For a moment, the Goblin King seemed confused, but then he laughed. “Ah well,” he said. “A bride is a bride. You or your sister, it matters not to the old laws.” He leaned closer. “But if either of us had the choice, would we not rather it be you instead, Elisabeth?”

I would. But I threw myself upon that thought before it was fully formed, stuffing it back into my heart’s compartments, shutting it firmly closed. “A poor choice you have given me,” I said. “My life, or my sister’s.”

He shrugged. “All you mortals die in the end.”

His callousness was a chilling reminder that the Goblin King was not my friend. That despite the soft-eyed man I yearned for, he was still Der Erlk?nig, ruthless, indifferent, immortal.

I’d had enough. “All right,” I said. “The stakes are laid. Is there anything else you need from me, mein Herr?”

The Goblin King shook his head. “No,” he said softly. “Just know this: you have but the days of winter to escape. The barrier between worlds is thin, but only until the year begins anew.”

“What will happen if I don’t?”

His face was grim. “Then you are trapped here forever. My power is great, Elisabeth, but I cannot change the old laws. Not even for you.”

I took his warning for truth. I nodded and rose to my feet.

The Goblin King inclined his head at me. “Pfiat’ di Gott. Godspeed, Elisabeth.”

“I had not thought goblins believed in God.”

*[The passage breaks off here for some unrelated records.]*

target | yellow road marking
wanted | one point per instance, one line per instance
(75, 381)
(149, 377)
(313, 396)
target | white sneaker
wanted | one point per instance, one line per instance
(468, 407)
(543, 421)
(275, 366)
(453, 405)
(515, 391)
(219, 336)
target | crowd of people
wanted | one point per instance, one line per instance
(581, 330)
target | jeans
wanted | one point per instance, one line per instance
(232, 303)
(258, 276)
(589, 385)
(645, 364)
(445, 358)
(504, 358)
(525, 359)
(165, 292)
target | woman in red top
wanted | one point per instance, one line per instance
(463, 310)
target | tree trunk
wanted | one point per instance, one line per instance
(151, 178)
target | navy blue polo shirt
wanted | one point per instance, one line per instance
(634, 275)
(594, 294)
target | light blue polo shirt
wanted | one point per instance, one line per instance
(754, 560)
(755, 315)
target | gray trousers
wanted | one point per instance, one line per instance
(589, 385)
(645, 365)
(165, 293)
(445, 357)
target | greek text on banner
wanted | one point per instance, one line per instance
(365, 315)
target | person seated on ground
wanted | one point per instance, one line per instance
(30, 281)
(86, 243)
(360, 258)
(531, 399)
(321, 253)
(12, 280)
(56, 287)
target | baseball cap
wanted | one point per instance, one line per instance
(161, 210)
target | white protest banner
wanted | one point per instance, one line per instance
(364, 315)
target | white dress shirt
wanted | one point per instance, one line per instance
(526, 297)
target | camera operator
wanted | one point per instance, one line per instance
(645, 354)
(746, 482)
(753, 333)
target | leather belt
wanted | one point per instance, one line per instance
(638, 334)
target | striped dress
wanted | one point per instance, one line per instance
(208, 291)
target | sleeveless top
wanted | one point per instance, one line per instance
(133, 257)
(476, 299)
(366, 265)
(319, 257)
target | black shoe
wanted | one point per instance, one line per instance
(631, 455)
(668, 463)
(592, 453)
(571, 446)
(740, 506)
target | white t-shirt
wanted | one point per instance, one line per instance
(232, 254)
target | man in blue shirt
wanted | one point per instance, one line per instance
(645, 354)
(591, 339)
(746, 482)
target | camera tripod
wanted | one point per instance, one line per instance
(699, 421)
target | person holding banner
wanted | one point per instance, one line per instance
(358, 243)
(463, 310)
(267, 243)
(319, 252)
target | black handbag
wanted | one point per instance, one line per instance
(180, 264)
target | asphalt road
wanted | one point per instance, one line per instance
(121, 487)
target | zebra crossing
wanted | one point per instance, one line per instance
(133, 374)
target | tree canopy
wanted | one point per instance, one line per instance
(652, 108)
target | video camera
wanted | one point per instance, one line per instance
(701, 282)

A small wrinkle appeared between his brows. “They don’t,” he said. “But I do.”





THE BRIDE

“Well?”

I blinked. I was back in my barrow, whisked there before I could finish my next thought. Twig and Thistle waited for me, perched on my bed.

“Well, what?” I asked.

An unholy glee painted both their faces. “Was he angry with you?”

My mind was still in the Goblin King’s chambers, even as my body stood in my own barrow. Humans were not meant to be whisked to and fro like this; my grasp of time and space was simple, linear, uncomplicated.

I shook my head, more to regain myself than to respond. “No.”

My goblin attendants’ ears pricked up with interest, their knobby fingers reaching for my skin. I shrank from their inquisitive touch.

“No,” I said in a firmer voice. Twig and Thistle pushed closer, their sharp-pointed teeth twinkling beneath the fairy lights. “He was not angry with me.”

Their ears drooped with disappointment. “He wasn’t?”

I minded that these goblin girls were not my friends; they, like the Goblin King, were my enemies in this wearisome game.

“He was not,” I repeated. “And I do not appreciate your little tricks, putting me in that position.”